The medical sector is feeling the heat from domestic regulators as the Chinese government presses ahead with efforts to reduce drug and device prices, affecting the growth of industry players and adding exit challenges for PE sponsors, said the second industry source. A recent anti-corruption crackdown in the healthcare sector has done little to assuage industry concerns, he added.

Mergermarket’s Likely to Exit (LTE) predictive algorithm has seen several PE-sponsored healthcare and industrial targets in high scores, which implies PE investors have high intention to seek exit.

Sponsor exit watchlist  

Portfolio company
Financial sponsor
LTE score
IndustrialsShyaHsin Packaging
Pearl Engineered Solutions
Platinum Equity63
Arm Technology (China)
Hopu Investment60
HealthcareNeusoft Medical Systems
CPP Investments58
Hong Kong Asia Medical
General Atlantic
Asia Pacific Medical Group
Bain Capital
Suzhou Xinrong Best Medical Instrument

ShyaHsin Packaging, a Jiangsu, China-based cosmetics packaging manufacturer which was acquired by Blackstone in 2017, has an LTE score of 65 out of a maximum 100. The US-based financial sponsor was reported by Mergermarket earlier this month to be looking to launch the sale in September.

Pearl Engineered Solutions, a Hong Kong- and Singapore-headquartered engineered plastic injection components maker, has an LTE score of 63/100. The US-based Platinum Equity, which bought the portfolio asset in 2015, was reported to kick off its exit process in 2Q23, as per Mergermarket reporting in June.

Arm Technology (China), a Shanghai-based semiconductor company which was invested by Hopu Investment Management, has an LTE score of 60/100. As its parent company, UK-based microchip designer Arm Holdings, was reportedly last April poised to regain control of Arm China following the removal of Arm China Chief Executive Officer Allen Wu from his position at the Chinese joint venture.

Neusoft Medical Systems, a Chinese high-end medical equipment maker, with an LTE score of 58/100, has been held by its PE investors Canada Pension Plan Investment Board (CPPIB), along with Hony Capital, Goldman Sachs, Frontline bioVentures and Dalian Neusoft Holdings, for over eight years since December 2014. It was reported in September 2022 to have filed a Hong Kong listing for the third time, according to local media reports.  

Hong Kong Asia Medical, a healthcare service provider acquired by US PE firm General Atlantic in September 2018, has an LTE score of 56/100 for an up to five-year period.

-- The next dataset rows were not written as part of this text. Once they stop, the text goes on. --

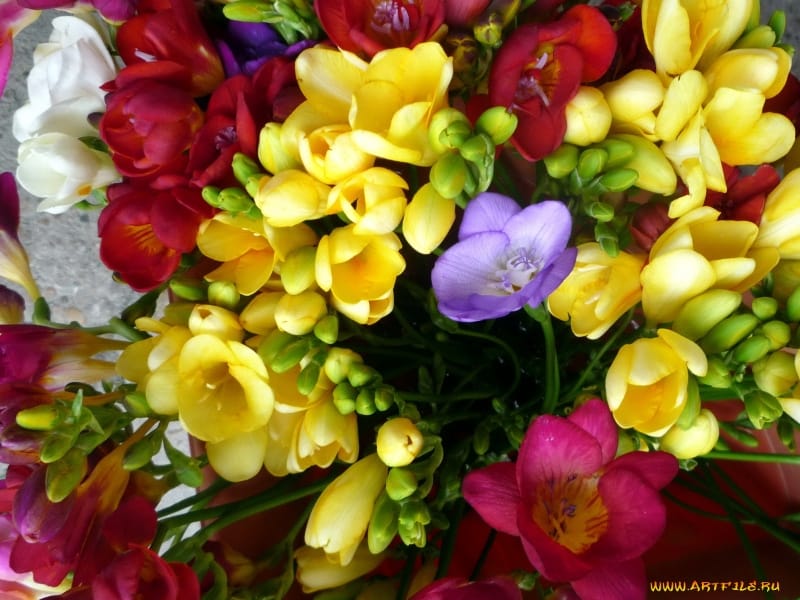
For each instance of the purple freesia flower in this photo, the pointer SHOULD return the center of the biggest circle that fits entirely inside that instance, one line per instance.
(584, 516)
(506, 257)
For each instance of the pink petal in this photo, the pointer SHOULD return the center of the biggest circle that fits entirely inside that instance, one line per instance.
(554, 561)
(554, 449)
(656, 468)
(492, 492)
(620, 581)
(595, 418)
(636, 517)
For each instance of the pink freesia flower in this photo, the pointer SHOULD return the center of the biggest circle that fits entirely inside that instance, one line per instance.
(583, 516)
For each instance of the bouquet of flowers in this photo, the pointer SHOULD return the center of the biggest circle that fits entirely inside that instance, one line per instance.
(455, 299)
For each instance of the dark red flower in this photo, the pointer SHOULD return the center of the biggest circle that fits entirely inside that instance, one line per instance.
(746, 196)
(172, 31)
(236, 112)
(366, 27)
(150, 120)
(539, 69)
(144, 231)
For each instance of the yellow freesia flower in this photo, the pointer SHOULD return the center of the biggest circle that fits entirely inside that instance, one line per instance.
(684, 34)
(647, 383)
(598, 291)
(223, 389)
(374, 200)
(708, 253)
(339, 519)
(780, 221)
(388, 102)
(357, 268)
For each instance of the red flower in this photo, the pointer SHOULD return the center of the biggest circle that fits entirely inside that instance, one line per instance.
(171, 30)
(150, 120)
(236, 112)
(573, 505)
(539, 69)
(746, 196)
(366, 27)
(143, 231)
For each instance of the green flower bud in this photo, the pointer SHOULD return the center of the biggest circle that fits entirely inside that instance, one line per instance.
(383, 524)
(43, 417)
(718, 374)
(344, 398)
(619, 179)
(401, 483)
(498, 123)
(244, 168)
(764, 307)
(752, 349)
(619, 152)
(365, 402)
(327, 329)
(699, 315)
(562, 161)
(778, 333)
(360, 374)
(64, 475)
(728, 332)
(448, 175)
(762, 408)
(591, 163)
(224, 294)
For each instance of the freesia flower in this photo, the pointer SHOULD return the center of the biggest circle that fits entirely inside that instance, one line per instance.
(366, 27)
(506, 257)
(13, 258)
(573, 504)
(339, 519)
(598, 291)
(647, 383)
(539, 69)
(62, 170)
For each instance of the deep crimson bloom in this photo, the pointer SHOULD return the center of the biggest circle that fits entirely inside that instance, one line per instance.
(574, 506)
(540, 68)
(150, 120)
(746, 195)
(456, 588)
(143, 231)
(366, 27)
(236, 112)
(171, 31)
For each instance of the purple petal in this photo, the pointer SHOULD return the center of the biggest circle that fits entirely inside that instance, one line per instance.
(555, 449)
(636, 517)
(620, 581)
(544, 228)
(595, 418)
(487, 212)
(550, 278)
(492, 491)
(657, 468)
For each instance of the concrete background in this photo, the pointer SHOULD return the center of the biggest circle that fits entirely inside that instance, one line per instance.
(63, 248)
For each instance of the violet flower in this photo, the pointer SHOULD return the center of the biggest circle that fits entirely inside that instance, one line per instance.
(506, 257)
(582, 515)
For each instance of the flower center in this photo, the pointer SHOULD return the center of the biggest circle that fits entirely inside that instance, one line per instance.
(393, 17)
(529, 84)
(515, 270)
(571, 511)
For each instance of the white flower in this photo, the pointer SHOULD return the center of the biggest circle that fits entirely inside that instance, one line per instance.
(64, 82)
(62, 170)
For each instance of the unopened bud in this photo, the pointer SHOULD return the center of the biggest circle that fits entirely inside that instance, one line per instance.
(498, 123)
(224, 294)
(399, 441)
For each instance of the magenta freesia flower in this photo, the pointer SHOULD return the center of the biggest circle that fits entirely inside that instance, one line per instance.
(583, 516)
(506, 257)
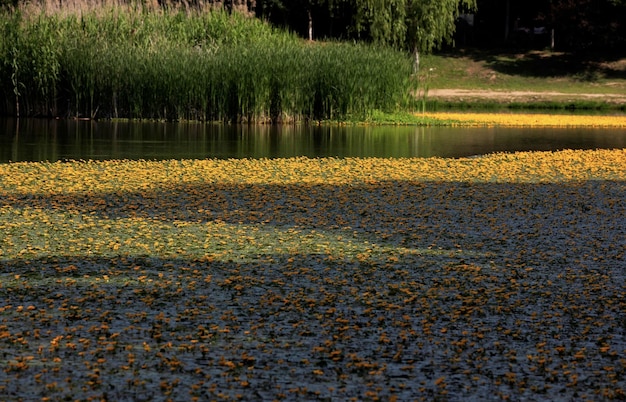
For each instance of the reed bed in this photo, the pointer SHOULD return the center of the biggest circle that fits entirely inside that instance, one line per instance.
(134, 62)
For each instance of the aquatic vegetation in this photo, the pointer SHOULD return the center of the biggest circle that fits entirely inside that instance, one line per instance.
(493, 277)
(529, 120)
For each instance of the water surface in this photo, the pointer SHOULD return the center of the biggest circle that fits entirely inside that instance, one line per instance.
(52, 140)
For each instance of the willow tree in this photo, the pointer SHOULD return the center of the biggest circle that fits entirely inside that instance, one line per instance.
(416, 25)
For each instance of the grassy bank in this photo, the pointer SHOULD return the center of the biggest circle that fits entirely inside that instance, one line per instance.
(524, 80)
(485, 278)
(180, 64)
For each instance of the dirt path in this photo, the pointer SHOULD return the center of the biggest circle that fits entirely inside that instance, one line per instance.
(465, 95)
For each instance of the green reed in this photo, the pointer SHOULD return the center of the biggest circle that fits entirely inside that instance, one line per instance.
(139, 63)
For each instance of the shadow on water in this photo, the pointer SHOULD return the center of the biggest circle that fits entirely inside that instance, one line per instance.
(52, 140)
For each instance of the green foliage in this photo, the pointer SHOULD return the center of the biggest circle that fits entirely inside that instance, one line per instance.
(120, 62)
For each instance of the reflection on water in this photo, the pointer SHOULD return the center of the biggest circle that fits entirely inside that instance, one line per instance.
(51, 140)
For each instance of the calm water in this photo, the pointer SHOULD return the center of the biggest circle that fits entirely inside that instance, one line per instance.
(51, 140)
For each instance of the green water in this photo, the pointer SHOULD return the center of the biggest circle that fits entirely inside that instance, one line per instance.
(52, 140)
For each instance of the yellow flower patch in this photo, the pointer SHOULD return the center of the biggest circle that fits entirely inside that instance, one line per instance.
(530, 120)
(358, 278)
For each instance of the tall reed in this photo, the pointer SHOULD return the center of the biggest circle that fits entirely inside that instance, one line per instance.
(179, 64)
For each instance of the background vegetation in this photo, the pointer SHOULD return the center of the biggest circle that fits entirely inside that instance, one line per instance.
(138, 62)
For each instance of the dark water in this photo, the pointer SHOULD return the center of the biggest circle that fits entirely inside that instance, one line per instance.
(51, 140)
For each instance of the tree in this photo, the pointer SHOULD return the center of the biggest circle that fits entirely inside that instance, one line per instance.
(416, 25)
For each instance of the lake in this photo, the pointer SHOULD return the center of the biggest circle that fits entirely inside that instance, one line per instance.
(52, 140)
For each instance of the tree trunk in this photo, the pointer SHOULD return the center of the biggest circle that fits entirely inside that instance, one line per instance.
(310, 24)
(416, 61)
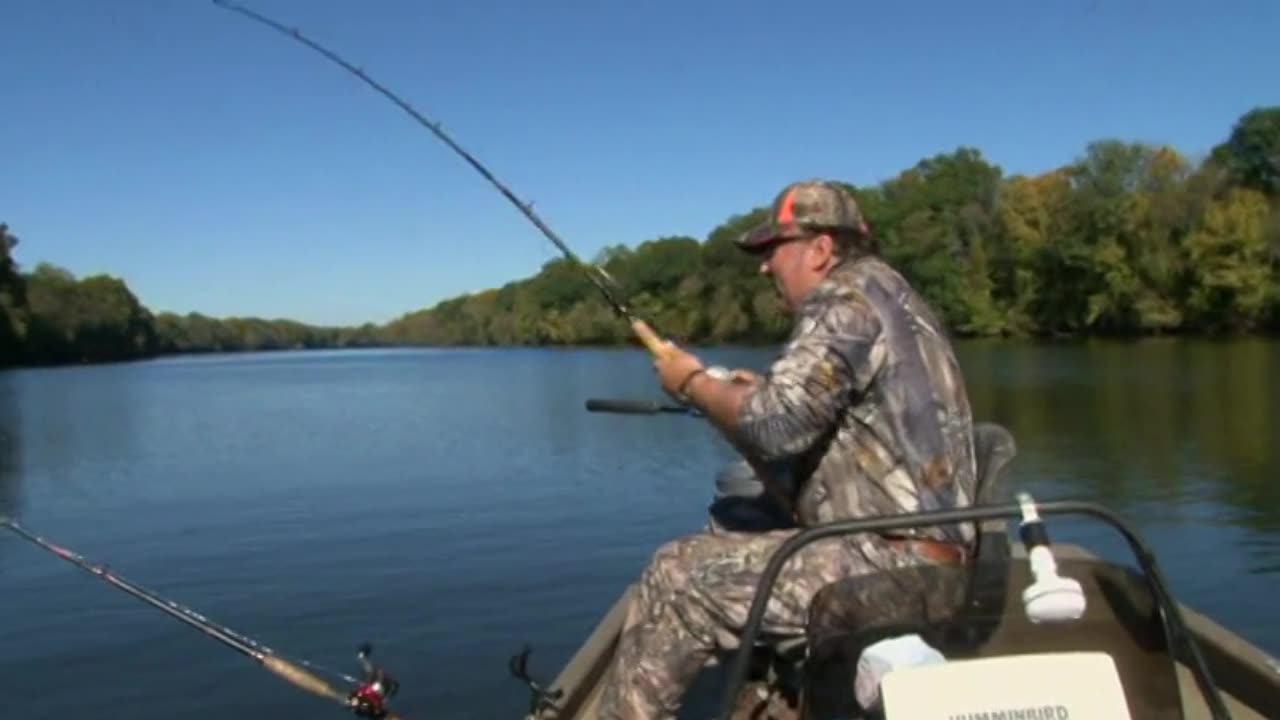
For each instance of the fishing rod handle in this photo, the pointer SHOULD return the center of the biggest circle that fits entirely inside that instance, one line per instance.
(631, 406)
(650, 340)
(301, 678)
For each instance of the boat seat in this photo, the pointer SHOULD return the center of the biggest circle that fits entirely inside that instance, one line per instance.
(842, 604)
(854, 613)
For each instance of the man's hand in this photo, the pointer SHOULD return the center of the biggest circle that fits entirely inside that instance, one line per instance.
(675, 367)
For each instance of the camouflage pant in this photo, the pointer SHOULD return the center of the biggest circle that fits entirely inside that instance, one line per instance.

It embarked on a USD 400m Series D financing in February 2022, according to local media reports.

Asia Pacific Medical Group, a medical services provider with five hospitals and several clinics in China and Southeast Asia, acquired by US PE firm Bain Capital in March 2016, has an LTE score of 56/100 for a more than seven-year hold. The company raised a Series A round in November 2022.

Suzhou Xinrong Best Medical Instrument, an orthopedic implant manufacturer acquired by Blackstone Group in September 2014, has an LTE score of 55/100 for a more than eight-year holding period. The portfolio asset was reported to be put up for sale in 2017 and 2021.